Perché Matteo Cagnoni è tornato a Ravenna?

La petizione lanciata on line da Udi, Linea Rosa e dalla parte dei minori per chiedere che “Matteo Cagnoni sia trasferito da Ravenna” in pochi giorni ha raccolto tremilasettecento firme.
È rivolta al Dap (Dipartimento dell’amministrazione penitenziaria), al Ministro della Giustizia e agli altri soggetti interessati, dopo che il dermatologo ravennate condannato all’ergastolo in primo grado per aver ucciso la moglie Giulia Ballestri ha chiesto e ottenuto di poter tornare nel carcere di Ravenna. Il tutto peraltro avvenuto, con una concomitanza che ha del paradossale, nella giornata internazionale contro la violenza sulle donne.
Ed è effettivamente difficile non concordare con le questioni sollevate dalle associazioni che erano state ammesse come parti civili al processo.

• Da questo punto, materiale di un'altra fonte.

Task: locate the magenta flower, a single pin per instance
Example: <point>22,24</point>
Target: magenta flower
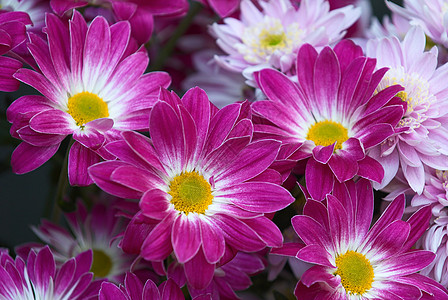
<point>12,34</point>
<point>133,289</point>
<point>37,277</point>
<point>331,114</point>
<point>97,231</point>
<point>421,136</point>
<point>201,180</point>
<point>92,88</point>
<point>355,261</point>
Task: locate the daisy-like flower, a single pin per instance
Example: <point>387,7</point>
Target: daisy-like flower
<point>139,13</point>
<point>96,230</point>
<point>201,180</point>
<point>421,137</point>
<point>430,15</point>
<point>355,261</point>
<point>230,87</point>
<point>38,277</point>
<point>92,89</point>
<point>272,37</point>
<point>331,114</point>
<point>12,34</point>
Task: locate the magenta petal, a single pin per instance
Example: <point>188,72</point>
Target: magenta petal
<point>26,157</point>
<point>154,204</point>
<point>393,212</point>
<point>323,154</point>
<point>52,121</point>
<point>319,179</point>
<point>134,178</point>
<point>343,165</point>
<point>8,67</point>
<point>198,271</point>
<point>238,234</point>
<point>79,160</point>
<point>213,243</point>
<point>110,291</point>
<point>186,237</point>
<point>101,175</point>
<point>315,254</point>
<point>408,263</point>
<point>157,245</point>
<point>370,169</point>
<point>310,231</point>
<point>288,249</point>
<point>266,230</point>
<point>166,133</point>
<point>319,274</point>
<point>258,196</point>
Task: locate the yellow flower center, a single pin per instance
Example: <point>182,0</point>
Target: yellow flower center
<point>190,192</point>
<point>85,107</point>
<point>355,271</point>
<point>325,133</point>
<point>270,40</point>
<point>101,264</point>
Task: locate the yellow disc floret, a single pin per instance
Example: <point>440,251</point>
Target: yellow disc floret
<point>101,264</point>
<point>272,40</point>
<point>190,192</point>
<point>355,271</point>
<point>325,133</point>
<point>85,107</point>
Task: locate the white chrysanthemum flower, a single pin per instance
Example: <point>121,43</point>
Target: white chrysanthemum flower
<point>271,37</point>
<point>421,138</point>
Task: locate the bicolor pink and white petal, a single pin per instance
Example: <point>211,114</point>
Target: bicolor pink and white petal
<point>271,37</point>
<point>421,137</point>
<point>201,179</point>
<point>354,260</point>
<point>92,87</point>
<point>332,115</point>
<point>37,277</point>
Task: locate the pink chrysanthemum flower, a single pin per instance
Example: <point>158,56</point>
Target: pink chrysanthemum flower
<point>331,114</point>
<point>13,34</point>
<point>96,230</point>
<point>272,37</point>
<point>355,261</point>
<point>139,13</point>
<point>201,180</point>
<point>37,277</point>
<point>133,289</point>
<point>92,87</point>
<point>421,137</point>
<point>430,15</point>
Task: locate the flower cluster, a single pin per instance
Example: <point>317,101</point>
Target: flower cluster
<point>261,132</point>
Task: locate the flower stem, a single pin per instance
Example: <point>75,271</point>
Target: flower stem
<point>168,48</point>
<point>62,186</point>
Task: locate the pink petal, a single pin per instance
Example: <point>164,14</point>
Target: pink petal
<point>186,237</point>
<point>79,160</point>
<point>26,157</point>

Non c’è bisogno di essere forcaioli o giustizialisti per stupirsi di quanto accaduto. Perché davvero è difficile non pensare che a lui, proprio a lui, sia stato concesso un privilegio.
Se fosse stato trasferito in un ospedale carcerario per curare gli attacchi di panico di cui ci raccontano che soffre sarebbe stato più semplice da capire. Se un detenuto ha problemi di salute va curato, come chiunque altro.
Ma permettergli di tornare qui, in una struttura che, lo abbiamo scritto mille volte e forse più, è pensata per accogliere persone con pene inferiori ai cinque anni da scontare, cosa c’entra con la salute?
E anche: quanti altre persone recluse alla Dozza di Bologna potrebbero beneficiare di collocazioni alternative? Il problema era forse, come abbiamo letto, la difficoltà dei colloqui con i parenti?
Ma è forse un problema di Cagnoni e nessun altro? E davvero a tutti gli altri viene riservato un simile trattamento?

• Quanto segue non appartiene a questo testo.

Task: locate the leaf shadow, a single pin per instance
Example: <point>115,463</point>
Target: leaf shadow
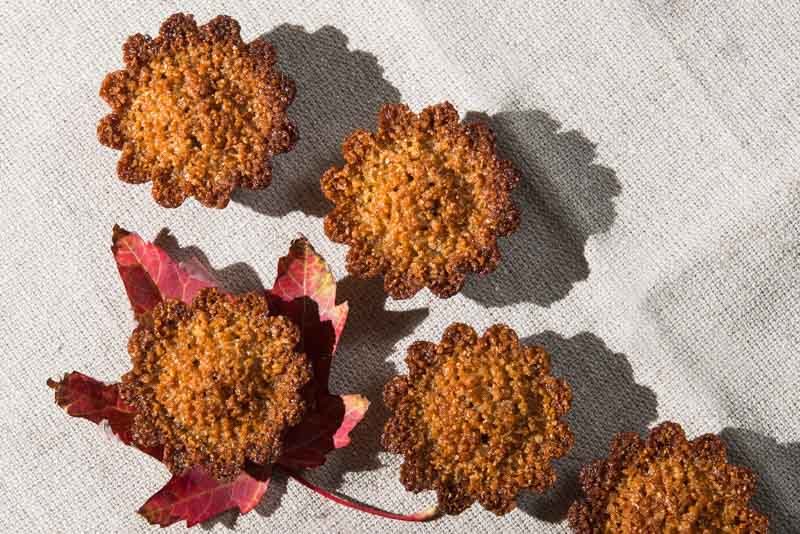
<point>563,197</point>
<point>776,467</point>
<point>272,499</point>
<point>227,519</point>
<point>235,278</point>
<point>338,90</point>
<point>605,400</point>
<point>361,366</point>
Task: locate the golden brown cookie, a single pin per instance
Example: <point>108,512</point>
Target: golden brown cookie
<point>422,201</point>
<point>216,383</point>
<point>666,484</point>
<point>197,111</point>
<point>477,419</point>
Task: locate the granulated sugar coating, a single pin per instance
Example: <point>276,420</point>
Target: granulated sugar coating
<point>666,484</point>
<point>215,383</point>
<point>477,419</point>
<point>422,201</point>
<point>197,111</point>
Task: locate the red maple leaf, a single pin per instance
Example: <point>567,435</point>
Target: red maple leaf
<point>304,291</point>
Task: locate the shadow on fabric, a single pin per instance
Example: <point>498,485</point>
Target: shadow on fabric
<point>563,196</point>
<point>235,278</point>
<point>776,466</point>
<point>338,91</point>
<point>605,400</point>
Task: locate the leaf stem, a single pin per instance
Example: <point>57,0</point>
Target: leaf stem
<point>425,515</point>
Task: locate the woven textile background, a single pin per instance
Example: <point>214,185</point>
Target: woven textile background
<point>658,259</point>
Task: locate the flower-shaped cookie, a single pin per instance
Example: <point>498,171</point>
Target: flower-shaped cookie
<point>422,201</point>
<point>477,419</point>
<point>666,484</point>
<point>197,111</point>
<point>216,383</point>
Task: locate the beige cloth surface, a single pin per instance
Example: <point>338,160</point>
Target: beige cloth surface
<point>658,259</point>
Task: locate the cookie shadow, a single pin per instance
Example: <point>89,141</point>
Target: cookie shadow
<point>338,90</point>
<point>776,466</point>
<point>605,400</point>
<point>235,278</point>
<point>563,197</point>
<point>361,366</point>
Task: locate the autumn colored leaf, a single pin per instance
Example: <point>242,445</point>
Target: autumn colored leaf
<point>305,291</point>
<point>150,275</point>
<point>195,497</point>
<point>85,397</point>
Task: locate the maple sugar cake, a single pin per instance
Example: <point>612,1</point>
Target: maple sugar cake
<point>215,383</point>
<point>666,483</point>
<point>197,111</point>
<point>422,201</point>
<point>477,419</point>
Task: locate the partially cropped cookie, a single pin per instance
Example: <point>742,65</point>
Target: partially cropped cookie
<point>477,419</point>
<point>216,383</point>
<point>422,201</point>
<point>197,111</point>
<point>666,483</point>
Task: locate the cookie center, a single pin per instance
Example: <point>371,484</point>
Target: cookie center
<point>198,113</point>
<point>484,415</point>
<point>220,377</point>
<point>418,201</point>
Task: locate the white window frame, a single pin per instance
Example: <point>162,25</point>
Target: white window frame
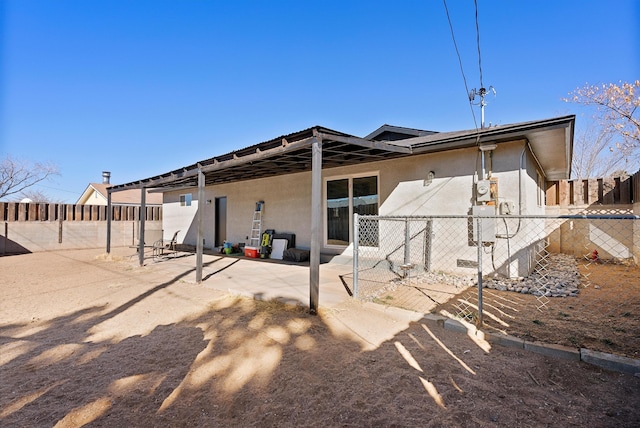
<point>350,177</point>
<point>185,199</point>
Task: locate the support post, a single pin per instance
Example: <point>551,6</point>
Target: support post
<point>109,217</point>
<point>316,215</point>
<point>407,242</point>
<point>141,220</point>
<point>479,225</point>
<point>199,243</point>
<point>356,244</point>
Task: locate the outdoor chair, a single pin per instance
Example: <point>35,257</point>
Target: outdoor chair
<point>164,247</point>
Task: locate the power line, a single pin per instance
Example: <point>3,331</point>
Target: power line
<point>478,42</point>
<point>466,87</point>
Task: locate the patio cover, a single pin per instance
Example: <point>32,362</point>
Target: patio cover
<point>318,148</point>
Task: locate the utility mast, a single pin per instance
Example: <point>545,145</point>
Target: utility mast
<point>482,92</point>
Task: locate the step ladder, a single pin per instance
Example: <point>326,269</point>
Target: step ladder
<point>256,225</point>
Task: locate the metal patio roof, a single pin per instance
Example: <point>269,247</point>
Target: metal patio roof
<point>551,141</point>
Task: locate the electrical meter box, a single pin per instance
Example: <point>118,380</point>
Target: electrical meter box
<point>483,191</point>
<point>486,215</point>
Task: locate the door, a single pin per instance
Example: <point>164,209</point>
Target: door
<point>220,221</point>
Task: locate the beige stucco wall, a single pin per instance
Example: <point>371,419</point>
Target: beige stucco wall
<point>402,191</point>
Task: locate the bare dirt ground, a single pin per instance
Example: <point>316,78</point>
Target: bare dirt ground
<point>605,316</point>
<point>96,342</point>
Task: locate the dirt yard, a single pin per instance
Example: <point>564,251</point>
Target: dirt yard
<point>96,342</point>
<point>605,316</point>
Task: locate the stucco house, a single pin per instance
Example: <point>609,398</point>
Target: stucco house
<point>312,181</point>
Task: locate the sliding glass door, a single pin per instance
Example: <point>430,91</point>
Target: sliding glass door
<point>344,197</point>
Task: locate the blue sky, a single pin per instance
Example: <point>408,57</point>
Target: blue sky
<point>141,87</point>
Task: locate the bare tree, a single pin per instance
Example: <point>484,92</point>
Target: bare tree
<point>16,176</point>
<point>595,155</point>
<point>612,141</point>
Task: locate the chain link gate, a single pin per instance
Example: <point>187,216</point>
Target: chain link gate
<point>419,263</point>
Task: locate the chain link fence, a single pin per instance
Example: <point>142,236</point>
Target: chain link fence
<point>538,274</point>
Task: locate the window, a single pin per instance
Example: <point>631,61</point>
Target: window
<point>185,200</point>
<point>344,197</point>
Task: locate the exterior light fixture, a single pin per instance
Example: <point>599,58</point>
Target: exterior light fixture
<point>430,176</point>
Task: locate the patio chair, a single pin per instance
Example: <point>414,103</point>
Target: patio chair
<point>163,247</point>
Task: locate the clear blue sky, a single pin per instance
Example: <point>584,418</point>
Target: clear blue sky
<point>140,87</point>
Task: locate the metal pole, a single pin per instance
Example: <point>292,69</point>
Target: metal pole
<point>141,220</point>
<point>316,215</point>
<point>479,228</point>
<point>356,243</point>
<point>199,243</point>
<point>407,242</point>
<point>109,215</point>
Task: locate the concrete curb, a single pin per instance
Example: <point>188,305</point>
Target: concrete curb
<point>611,362</point>
<point>596,358</point>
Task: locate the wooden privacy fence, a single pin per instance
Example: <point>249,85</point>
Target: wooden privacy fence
<point>601,191</point>
<point>18,211</point>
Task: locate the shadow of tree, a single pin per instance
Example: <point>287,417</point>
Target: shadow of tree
<point>246,362</point>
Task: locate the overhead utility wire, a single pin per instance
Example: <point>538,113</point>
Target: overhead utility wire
<point>478,40</point>
<point>466,87</point>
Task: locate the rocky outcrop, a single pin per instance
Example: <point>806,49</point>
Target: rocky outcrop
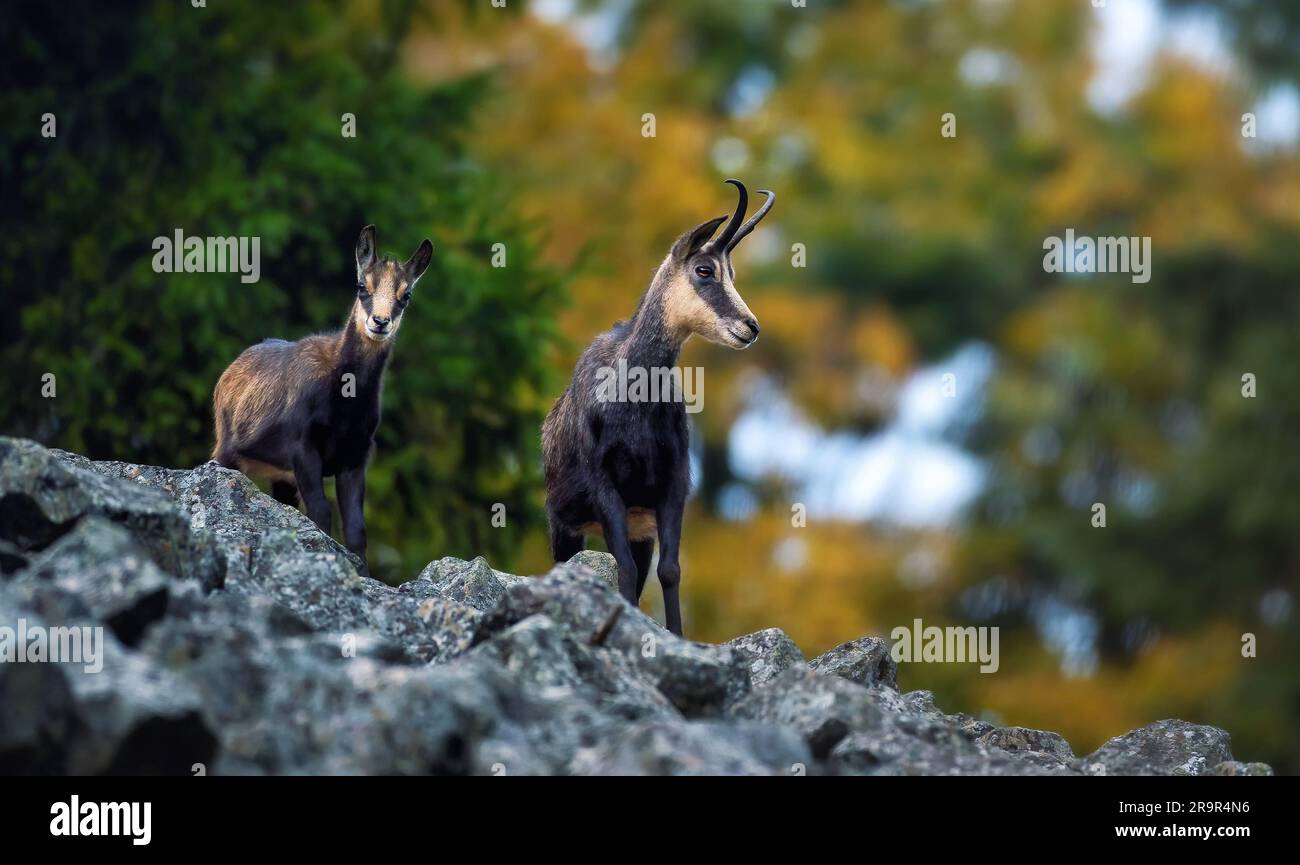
<point>235,638</point>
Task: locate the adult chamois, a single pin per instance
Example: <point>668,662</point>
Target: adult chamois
<point>620,468</point>
<point>298,412</point>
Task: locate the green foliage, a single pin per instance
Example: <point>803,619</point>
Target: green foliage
<point>226,121</point>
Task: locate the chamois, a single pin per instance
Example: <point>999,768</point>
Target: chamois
<point>298,412</point>
<point>622,468</point>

E poi c’è anche da chiedersi, perché tornare proprio a Ravenna? In fondo, lo sappiamo bene perché secondo quanto emerso durante il processo lì era andato a rifugiarsi subito dopo il delitto, i suoi genitori stanno a Firenze.
A Ravenna invece abitano ancora i suoi figli, su cui ha perso la patria potestà, quei tre bambini che ha reso orfani della loro madre.
C’è da sperare almeno che nel prendere questa decisione così sorprendente almeno la famiglia di Giulia, le vittime rimaste vive e chi di loro si occupa oggi, siano state avvisate, se non interpellate, No, non sarebbe come chiedere ai parenti di una vittima di esprimersi al posto di un giudice, in un caso come questo, così fuori dall’ordinario, potrebbe essere solo una tutela per la parte più debole che nulla toglierebbe ai diritti del carcerato.

C’è ancora tempo per firmare la petizione. L’obiettivo delle 5mila firme può essere facilmente superato.